Cannabis contains several hundred compounds, including various flavonoids, aromatic terpenes, and many minor cannabinoids in addition to THC and CBD. Each of these compounds has specific healing attributes, but when combined they create what scientists refer to as a holistic “entourage effect,” so that the therapeutic impact of the whole plant is greater than the sum of its single-molecule parts. The Food and Drug Administration, however, isn’t in the business of approving plants as medicine. (See the scientific evidence.)

5. “Psychoactivity Is Inherently An Adverse Side Effect.”

According to politically correct drug war catechism, the marijuana high is an unwanted side effect. Big Pharma is keen on synthesizing medically active marijuana-like molecules that don’t make people high — although it’s not obvious why mild euphoric feelings are intrinsically negative for a sick person or a healthy person, for that matter.

In ancient Greece, the word euphoria meant “having health,” a state of well-being. The euphoric qualities of cannabis, far from being an unwholesome side effect, are deeply implicated in the therapeutic value of the plant.

“We should be thinking of cannabis as a medicine first,” said Dr. Tod Mikuriya, “that happens to have some psychoactive properties, as many medicines do, rather than as an intoxicant that happens to have a few therapeutic properties on the side.”

6. “CBD Is Legal In All 50 States.”

Purveyors of imported, CBD-infused hemp oil claim it’s legal to market their wares anywhere in the United States as long as the oil contains less than 0.3 percent THC. Actually, it’s not so simple.

Federal law prohibits U.S. farmers from growing hemp as a commercial crop, but the sale of imported, low-THC, industrial hemp products is permitted in the United States as long as these products are derived from the seed or stalk of the plant, not from the leaves and flowers.
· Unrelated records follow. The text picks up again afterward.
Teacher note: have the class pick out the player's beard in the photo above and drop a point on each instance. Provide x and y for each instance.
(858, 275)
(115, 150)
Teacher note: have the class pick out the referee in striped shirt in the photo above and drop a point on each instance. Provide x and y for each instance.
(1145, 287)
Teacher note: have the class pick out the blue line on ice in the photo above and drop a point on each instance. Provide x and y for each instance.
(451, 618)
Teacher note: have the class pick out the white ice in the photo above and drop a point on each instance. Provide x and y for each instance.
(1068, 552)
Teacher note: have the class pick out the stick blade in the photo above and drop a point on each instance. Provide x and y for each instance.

Here’s the catch: Cannabidiol can’t be pressed or extracted from hempseed. CBD can be extracted from the flower, leaves, and, only to a very minor extent, from the stalk of the hemp plant. Hemp oil start-ups lack credibility when they say their CBD comes from hempseed and stalk.

7. “CBD-Only’ Laws Adequately Serve The Patient Population.”
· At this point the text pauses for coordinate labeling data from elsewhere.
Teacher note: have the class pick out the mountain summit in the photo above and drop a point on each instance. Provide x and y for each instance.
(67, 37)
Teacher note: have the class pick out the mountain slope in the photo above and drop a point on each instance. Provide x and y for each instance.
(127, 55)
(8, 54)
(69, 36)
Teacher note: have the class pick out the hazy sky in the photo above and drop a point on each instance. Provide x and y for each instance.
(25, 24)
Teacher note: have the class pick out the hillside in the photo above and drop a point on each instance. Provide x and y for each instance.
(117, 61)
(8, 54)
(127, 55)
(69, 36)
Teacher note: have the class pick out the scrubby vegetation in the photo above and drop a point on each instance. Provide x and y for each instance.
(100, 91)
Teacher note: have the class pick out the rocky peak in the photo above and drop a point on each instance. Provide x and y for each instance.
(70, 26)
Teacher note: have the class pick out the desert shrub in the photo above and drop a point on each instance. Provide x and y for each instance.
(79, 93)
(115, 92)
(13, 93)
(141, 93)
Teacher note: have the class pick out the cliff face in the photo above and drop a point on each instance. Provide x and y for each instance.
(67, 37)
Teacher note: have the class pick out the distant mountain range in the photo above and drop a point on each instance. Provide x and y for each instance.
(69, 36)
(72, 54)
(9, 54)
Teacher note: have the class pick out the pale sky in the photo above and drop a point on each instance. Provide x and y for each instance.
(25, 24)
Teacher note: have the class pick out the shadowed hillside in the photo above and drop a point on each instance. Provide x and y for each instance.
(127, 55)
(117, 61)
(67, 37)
Some U.S. state legislatures have passed “CBD only” (or, more accurately, “low THC”) laws, and other states are poised to follow suit. Some states restrict the sources of CBD-rich products and specify the diseases for which CBD can be accessed; others do not. Ostensibly these laws allow the use of CBD-infused oil derived from hemp or cannabis that measures less than 0.3 percent THC.

But a CBD-rich remedy with little THC doesn’t work for everyone. Parents of epileptic children have found that adding some THC (or THCA, the raw unheated version of THC) helps with seizure control in many instances. For some epileptics, THC-dominant strains are more effective than CBD-rich products.
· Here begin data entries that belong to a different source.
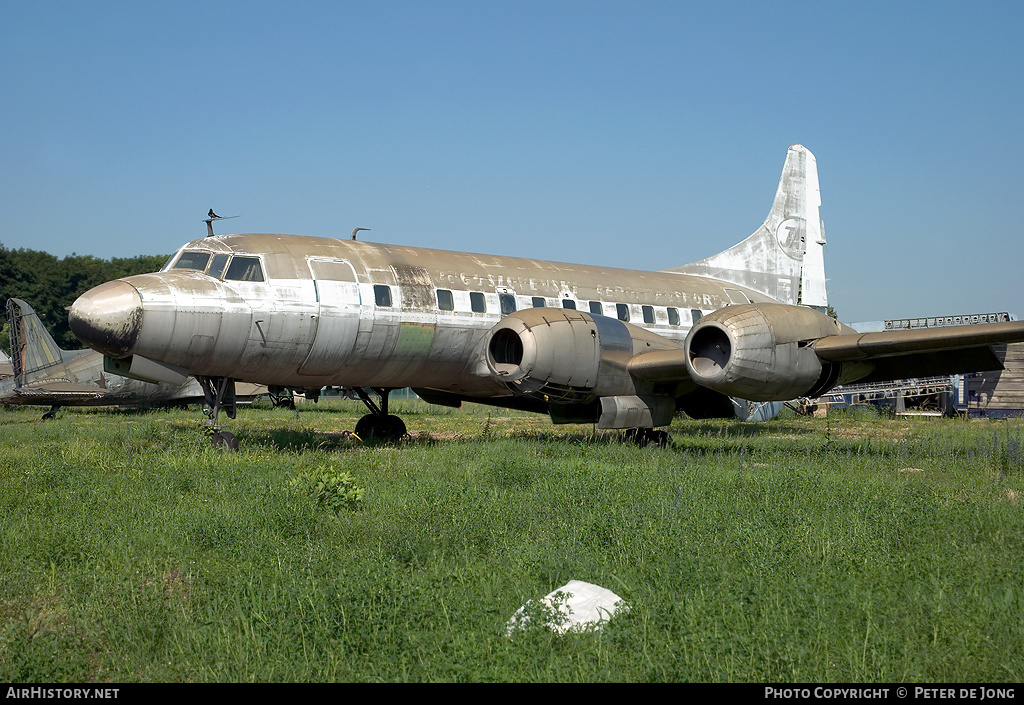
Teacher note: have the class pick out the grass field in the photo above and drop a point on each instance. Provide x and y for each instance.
(852, 548)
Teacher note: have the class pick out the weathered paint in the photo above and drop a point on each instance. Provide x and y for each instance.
(308, 312)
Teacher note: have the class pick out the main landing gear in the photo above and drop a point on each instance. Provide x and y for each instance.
(218, 396)
(378, 423)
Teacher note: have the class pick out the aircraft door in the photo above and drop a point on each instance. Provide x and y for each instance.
(338, 320)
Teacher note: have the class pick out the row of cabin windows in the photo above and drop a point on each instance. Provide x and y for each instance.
(507, 304)
(241, 268)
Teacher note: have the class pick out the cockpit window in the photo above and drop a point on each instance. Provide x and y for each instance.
(217, 265)
(245, 270)
(193, 260)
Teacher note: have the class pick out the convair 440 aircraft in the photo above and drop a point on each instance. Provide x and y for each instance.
(617, 347)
The vast majority of patients are not well served by CBD-only laws. They need access to a broad spectrum of whole plant cannabis remedies, not just the low THC medicine. One size doesn’t fit all with respect to cannabis therapeutics, and neither does one compound or one product or one strain. (Read more: Prohibition’s Last Gasp: “CBD Only.”)

8. “CBD Is CBD—It Doesn’t Matter Where It Comes From.”

Yes it does matter. The flower-tops and leaves of some industrial hemp strains may be a viable source of CBD (legal issues notwithstanding), but hemp is by no means an optimal source of cannabidiol. Industrial hemp typically contains far less cannabidiol than CBD-rich cannabis. Huge amounts of industrial hemp are required to extract a small amount of CBD, thereby raising the risk of toxic contaminants because hemp is a “bio-accumulator” that draws heavy metals from the soil.

Single-molecule CBD synthesized in a lab or extracted and refined from industrial hemp lacks critical medicinal terpenes and secondary cannabinoids found in cannabis strains. These compounds interact with CBD and THC to enhance their therapeutic benefits.